The proposal says it will be up to the city clerk to establish standards for assessing legal status. City Clerk Katherine Jones was on vacation and could not be reached for comment.

“There are some legal questions here that need to be answered,” Thibodeau said. “I’m definitely supportive of the idea, but I want to make sure that, if we’re doing this, we’re doing this in the correct way and we’re not excluding rights.”

Councilor Brian Batson said he was leaning toward supporting the proposal.

“At this time I can see myself supporting this,” Batson said in an email. “At the end of the day, many legal immigrants are active members of the community working in Portland, paying taxes, owning homes or renting, and having children in the school system. It only makes sense to me that their voices be heard in the decisions made locally that directly affect them.”

This will be the third Portland-led effort to extend voting rights to legal non-citizens.
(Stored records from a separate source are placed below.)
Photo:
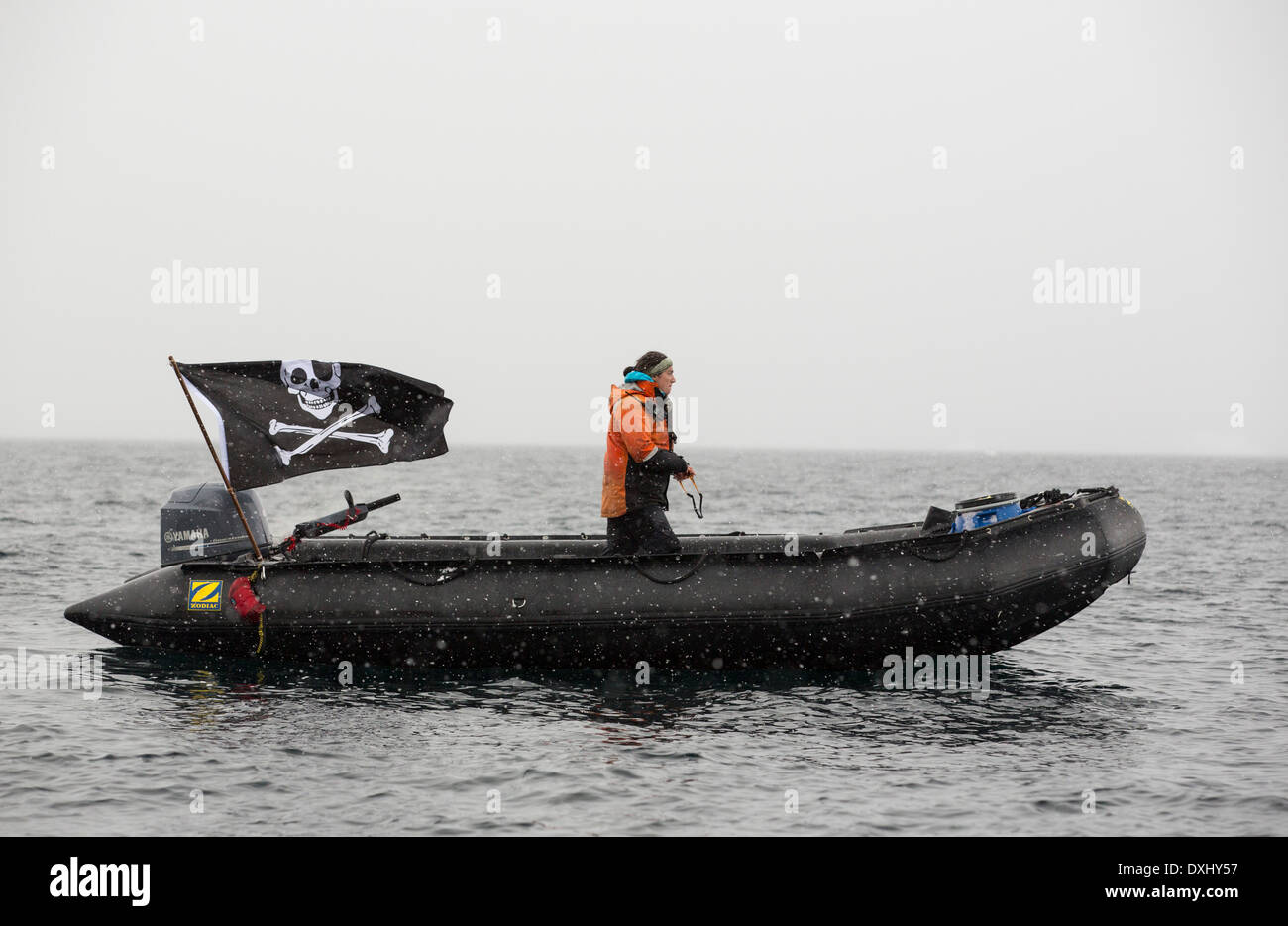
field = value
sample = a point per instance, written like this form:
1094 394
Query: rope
441 579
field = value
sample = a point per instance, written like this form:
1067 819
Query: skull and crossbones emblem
317 388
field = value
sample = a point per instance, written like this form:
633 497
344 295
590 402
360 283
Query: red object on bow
244 599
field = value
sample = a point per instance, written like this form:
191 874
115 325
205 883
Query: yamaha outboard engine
201 521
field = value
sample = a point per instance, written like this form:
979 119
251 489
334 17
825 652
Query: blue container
986 510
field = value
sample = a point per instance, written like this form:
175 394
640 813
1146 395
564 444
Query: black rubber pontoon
836 601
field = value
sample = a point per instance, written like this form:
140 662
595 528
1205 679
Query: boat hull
827 601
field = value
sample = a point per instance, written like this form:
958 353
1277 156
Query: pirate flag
282 419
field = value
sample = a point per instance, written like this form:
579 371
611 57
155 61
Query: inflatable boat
977 578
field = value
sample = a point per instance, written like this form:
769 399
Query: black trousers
642 531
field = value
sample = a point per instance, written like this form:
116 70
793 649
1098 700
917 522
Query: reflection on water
1021 701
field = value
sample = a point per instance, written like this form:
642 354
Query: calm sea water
1131 699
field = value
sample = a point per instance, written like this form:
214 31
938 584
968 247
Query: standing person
639 462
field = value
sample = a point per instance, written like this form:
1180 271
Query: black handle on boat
381 502
343 518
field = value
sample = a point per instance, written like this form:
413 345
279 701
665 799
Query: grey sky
767 157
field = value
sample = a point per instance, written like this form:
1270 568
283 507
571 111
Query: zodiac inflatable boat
982 577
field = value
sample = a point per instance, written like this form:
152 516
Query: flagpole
223 475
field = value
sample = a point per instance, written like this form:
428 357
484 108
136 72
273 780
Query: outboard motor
201 521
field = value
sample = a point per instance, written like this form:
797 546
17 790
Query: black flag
282 419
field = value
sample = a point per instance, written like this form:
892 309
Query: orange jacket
638 462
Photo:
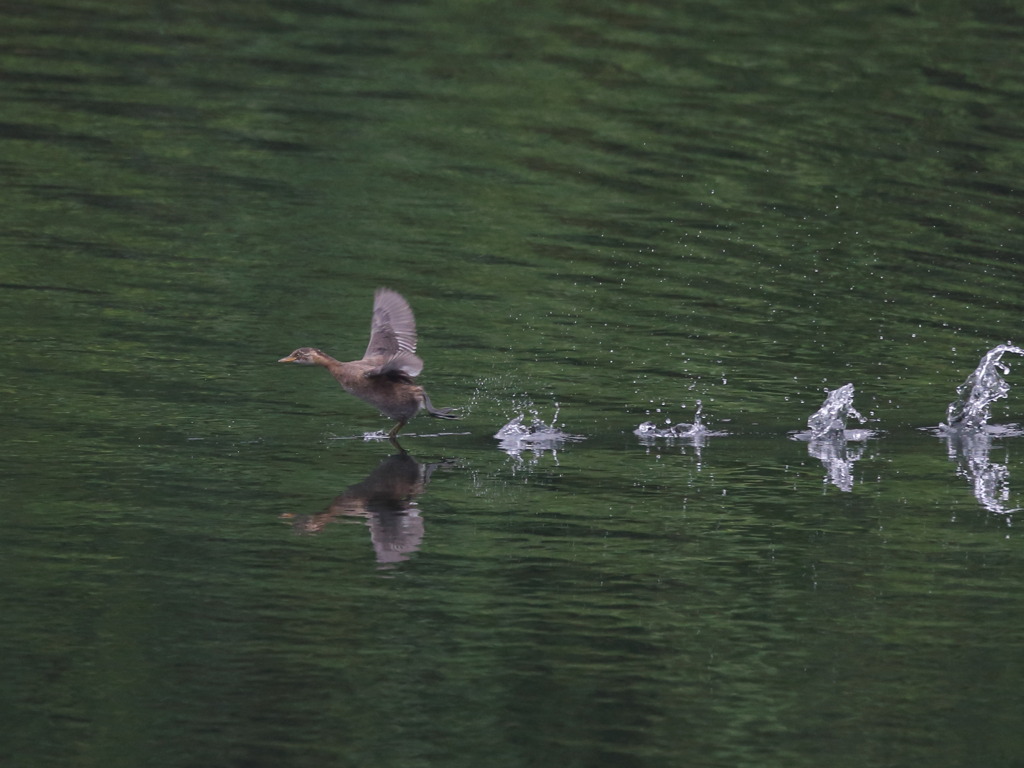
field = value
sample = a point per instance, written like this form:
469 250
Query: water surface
600 214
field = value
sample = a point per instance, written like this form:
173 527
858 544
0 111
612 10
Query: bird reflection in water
387 499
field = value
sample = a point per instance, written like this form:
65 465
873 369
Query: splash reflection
828 439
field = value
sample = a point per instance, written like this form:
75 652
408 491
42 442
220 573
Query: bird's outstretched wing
392 335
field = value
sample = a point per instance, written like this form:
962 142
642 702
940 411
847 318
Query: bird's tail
437 413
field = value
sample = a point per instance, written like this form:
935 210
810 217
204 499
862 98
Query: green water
601 213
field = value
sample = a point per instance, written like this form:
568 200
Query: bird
384 376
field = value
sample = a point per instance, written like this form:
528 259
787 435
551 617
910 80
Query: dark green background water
607 209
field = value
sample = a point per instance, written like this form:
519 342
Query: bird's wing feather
392 330
403 363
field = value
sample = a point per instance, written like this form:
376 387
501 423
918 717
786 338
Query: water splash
972 409
694 433
537 436
828 438
828 422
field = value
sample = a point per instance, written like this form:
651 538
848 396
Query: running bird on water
384 376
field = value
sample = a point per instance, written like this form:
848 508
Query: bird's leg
393 435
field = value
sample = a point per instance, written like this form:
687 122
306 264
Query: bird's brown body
384 376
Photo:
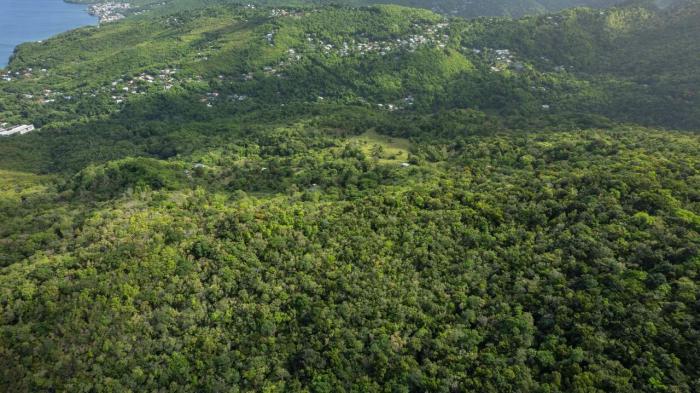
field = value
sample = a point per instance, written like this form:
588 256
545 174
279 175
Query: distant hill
324 198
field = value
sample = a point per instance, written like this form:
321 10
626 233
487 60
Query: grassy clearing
389 150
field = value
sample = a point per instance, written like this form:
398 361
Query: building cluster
21 129
121 88
9 76
424 35
109 12
276 12
499 59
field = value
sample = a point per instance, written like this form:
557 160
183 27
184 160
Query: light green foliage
439 217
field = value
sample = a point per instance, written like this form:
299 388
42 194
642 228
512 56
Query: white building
23 129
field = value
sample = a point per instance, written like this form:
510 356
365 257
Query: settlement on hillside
21 129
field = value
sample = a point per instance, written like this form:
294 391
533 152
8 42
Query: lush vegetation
331 199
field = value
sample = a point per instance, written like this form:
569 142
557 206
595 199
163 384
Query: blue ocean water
33 20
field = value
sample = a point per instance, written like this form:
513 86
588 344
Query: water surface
34 20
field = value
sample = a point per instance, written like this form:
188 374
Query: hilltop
329 198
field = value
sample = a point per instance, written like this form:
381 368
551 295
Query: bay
34 20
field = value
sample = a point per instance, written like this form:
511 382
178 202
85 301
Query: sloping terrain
335 199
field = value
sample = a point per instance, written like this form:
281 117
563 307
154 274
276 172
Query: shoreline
9 48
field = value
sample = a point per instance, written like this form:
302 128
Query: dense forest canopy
331 198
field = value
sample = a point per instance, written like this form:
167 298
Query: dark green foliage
397 222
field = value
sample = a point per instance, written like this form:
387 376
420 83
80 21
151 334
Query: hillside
463 8
338 199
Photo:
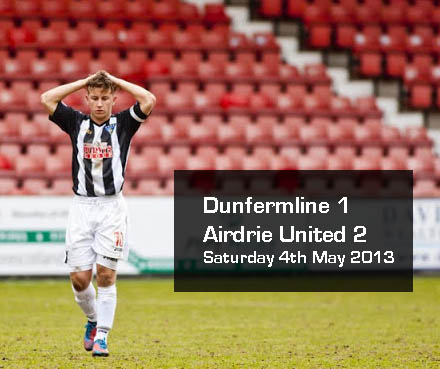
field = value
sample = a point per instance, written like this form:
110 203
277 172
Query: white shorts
96 232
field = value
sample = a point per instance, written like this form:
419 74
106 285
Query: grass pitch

Currently, legally present non-citizens are allowed to vote in local elections in 10 cities and townships in Maryland, as well as San Francisco and Chicago, Strimling and Ali said in a memo to councilors.



Former state Sen. Justin Alfond, a Democrat from Portland, proposed the initiative at the state level in 2009, but it was struck down by the Legislature. At the time, Attorney General Janet Mills informed a legislative subcommittee that extending voting rights to legally present non-citizens would not violate the Maine Constitution.
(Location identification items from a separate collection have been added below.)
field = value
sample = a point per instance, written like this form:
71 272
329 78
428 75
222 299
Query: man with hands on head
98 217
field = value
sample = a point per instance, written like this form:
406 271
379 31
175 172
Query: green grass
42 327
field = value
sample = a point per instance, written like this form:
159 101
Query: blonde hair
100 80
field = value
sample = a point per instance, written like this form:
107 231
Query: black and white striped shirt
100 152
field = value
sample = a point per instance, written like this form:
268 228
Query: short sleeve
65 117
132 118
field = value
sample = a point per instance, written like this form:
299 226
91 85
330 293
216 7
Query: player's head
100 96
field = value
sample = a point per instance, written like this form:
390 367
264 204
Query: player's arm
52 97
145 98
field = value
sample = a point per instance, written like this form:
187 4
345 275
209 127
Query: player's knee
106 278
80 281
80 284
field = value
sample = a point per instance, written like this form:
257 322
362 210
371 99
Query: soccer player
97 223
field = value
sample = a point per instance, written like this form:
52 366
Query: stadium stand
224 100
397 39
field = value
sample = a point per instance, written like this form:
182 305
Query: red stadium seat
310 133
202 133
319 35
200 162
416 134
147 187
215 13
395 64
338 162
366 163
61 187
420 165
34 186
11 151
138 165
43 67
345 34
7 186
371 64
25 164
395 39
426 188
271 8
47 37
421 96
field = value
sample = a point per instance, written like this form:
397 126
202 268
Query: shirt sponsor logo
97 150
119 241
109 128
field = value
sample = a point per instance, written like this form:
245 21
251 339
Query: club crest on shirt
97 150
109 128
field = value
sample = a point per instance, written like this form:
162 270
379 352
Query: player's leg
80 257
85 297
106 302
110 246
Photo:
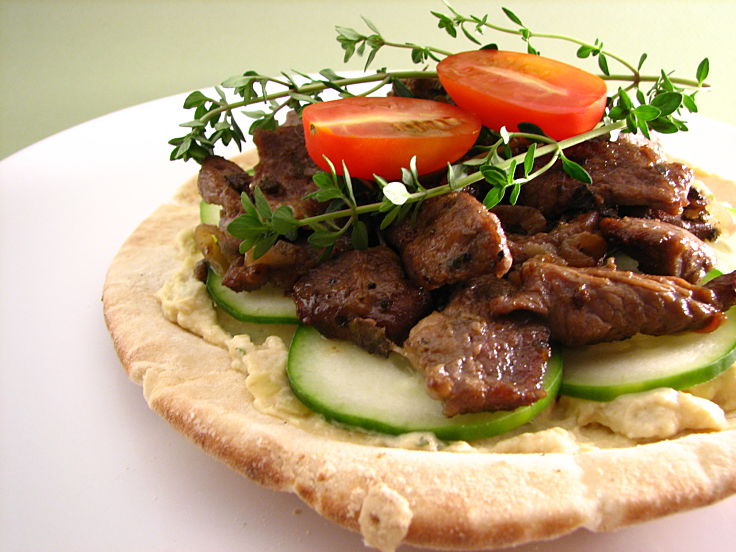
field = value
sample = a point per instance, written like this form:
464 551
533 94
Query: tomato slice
380 135
507 88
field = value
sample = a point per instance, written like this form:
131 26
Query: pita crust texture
391 496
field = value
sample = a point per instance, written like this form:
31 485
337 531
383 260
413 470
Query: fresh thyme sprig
259 227
215 118
630 109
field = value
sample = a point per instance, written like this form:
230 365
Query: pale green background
64 62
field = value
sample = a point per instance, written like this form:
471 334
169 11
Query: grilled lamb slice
591 305
724 288
221 182
281 266
475 364
455 238
623 174
362 296
284 171
575 243
660 247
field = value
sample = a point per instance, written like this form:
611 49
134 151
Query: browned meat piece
282 265
623 174
694 218
362 296
660 247
724 288
627 174
575 243
520 219
455 238
473 363
221 182
592 305
285 170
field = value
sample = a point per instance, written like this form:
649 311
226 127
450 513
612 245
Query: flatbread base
391 496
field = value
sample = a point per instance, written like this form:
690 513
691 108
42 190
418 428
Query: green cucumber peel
347 385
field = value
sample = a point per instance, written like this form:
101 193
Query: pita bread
391 496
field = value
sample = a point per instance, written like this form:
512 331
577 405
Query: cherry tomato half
507 88
380 135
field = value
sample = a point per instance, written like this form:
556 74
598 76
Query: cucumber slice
209 213
348 385
267 305
604 371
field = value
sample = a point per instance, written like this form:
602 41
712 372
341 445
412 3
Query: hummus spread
259 352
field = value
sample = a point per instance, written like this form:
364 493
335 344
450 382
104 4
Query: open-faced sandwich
466 307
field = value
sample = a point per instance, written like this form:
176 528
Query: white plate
84 464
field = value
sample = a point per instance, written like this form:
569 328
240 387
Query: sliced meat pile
475 299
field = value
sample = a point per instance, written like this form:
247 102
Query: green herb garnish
631 108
Secretary of State Matthew Dunlap said each municipality would have to maintain a separate registry for non-citizens, which led the Maine Municipal Association to oppose it.
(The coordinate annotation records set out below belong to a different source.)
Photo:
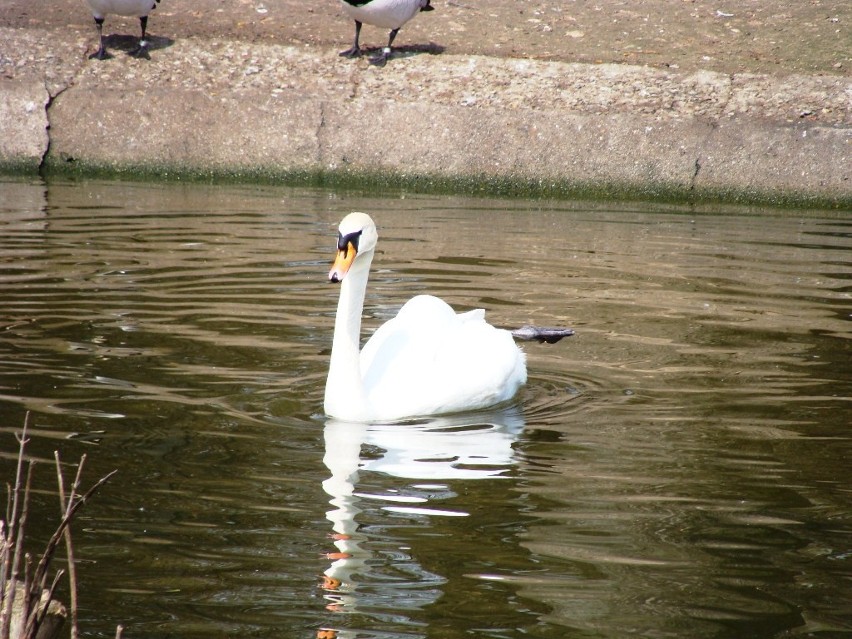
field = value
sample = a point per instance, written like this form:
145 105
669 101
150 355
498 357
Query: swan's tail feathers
540 334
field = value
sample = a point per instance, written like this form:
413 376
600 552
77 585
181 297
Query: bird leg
380 59
354 51
101 53
142 50
540 334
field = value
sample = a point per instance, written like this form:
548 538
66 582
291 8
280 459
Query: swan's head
356 237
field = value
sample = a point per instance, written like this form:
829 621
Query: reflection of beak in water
472 446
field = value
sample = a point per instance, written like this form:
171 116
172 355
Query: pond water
679 468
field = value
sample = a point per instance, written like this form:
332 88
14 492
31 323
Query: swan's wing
429 360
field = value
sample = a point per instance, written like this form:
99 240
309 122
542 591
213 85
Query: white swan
427 360
140 8
390 14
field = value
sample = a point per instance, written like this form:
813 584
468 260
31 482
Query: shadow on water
677 468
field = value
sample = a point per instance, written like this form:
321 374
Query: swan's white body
388 14
137 8
428 360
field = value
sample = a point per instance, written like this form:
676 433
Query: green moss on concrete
475 185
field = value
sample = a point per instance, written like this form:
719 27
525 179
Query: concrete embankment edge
441 132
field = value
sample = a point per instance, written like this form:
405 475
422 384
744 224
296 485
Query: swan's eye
343 241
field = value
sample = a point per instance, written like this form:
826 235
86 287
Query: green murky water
679 468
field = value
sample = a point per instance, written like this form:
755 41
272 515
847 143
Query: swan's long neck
345 397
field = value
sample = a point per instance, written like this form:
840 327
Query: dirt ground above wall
727 36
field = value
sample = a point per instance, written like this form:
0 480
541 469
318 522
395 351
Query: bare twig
35 598
69 549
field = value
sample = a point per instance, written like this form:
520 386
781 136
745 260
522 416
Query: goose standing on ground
390 14
428 360
140 8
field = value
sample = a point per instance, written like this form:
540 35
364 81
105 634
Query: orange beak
342 262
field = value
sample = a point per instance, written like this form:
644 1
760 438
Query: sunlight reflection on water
679 467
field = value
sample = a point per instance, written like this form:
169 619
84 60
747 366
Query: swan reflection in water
474 446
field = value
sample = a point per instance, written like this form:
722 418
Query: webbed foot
382 58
The following year, Portland’s Charter Commission considered the proposal, but voted against it. That group was concerned that state law did not specifically allow municipalities to extend those voting rights to legal non-citizens.

But the measure made the ballot anyway after immigration advocates, led by the League of Young Voters, collected more than 4,500 petition signatures. That November, 52 percent of voters opposed the proposal and it lost by roughly 1,200 votes.

If the proposal goes to Portland voters in November and passes, the city could push for a new state law explicitly enabling the change. It also could face a legal challenge.



Julie Rabinowitz, spokeswoman for LePage, said in an email Wednesday that state law explicitly says only citizens can register to vote. “This would be a violation of state law and also be grounds to challenge the vote,” Rabinowitz wrote.

Advocates have argued that the City Council can make changes related to municipal elections, and that legal non-citizens should play an active role in the community as they go through the years-long process of becoming naturalized citizens.

If Portland passes the measure, Strimling expects that it would be up to a court to determine whether it’s legal.

The proposal continues to have support from the immigrant community.

Hamza Haadoow first came to the United States in 2000. He had fled violence in Somalia and spent 10 years in a refugee came in Kenya, before coming to the U.S. to seek asylum.

But when he got here, he met an American woman, fell in love and got married. Six years later, he received his green card, but it took him another three years to become a U.S. citizen. Then he cast his first ballot.


Haadoow said it was frustrating, because during that time he had children in the school system and wanted to be fully engaged in the democratic process by electing school board members and city councilors. Haadoow, 42, has 10 children, ages 6 to 20, and owns his own home health care business.

And he always votes.

“I’m obsessed with it,” said Haadoow, who was one of 15 candidates to run for mayor in 2011. “When I cast my vote it was a big deal to me and it still is a big deal to me. It bothers me when someone has been denied their right to vote.”

But some believe that the path Haadoow took to citizenship and voting rights shouldn’t be altered.

“We have a process in this country to follow to go from being a legal immigrant to a U.S. citizen,” said Mike Violette, a West End resident and the conservative former co-host of the morning show on Portland radio station WGAN. “Follow it and then vote your heart and mind.”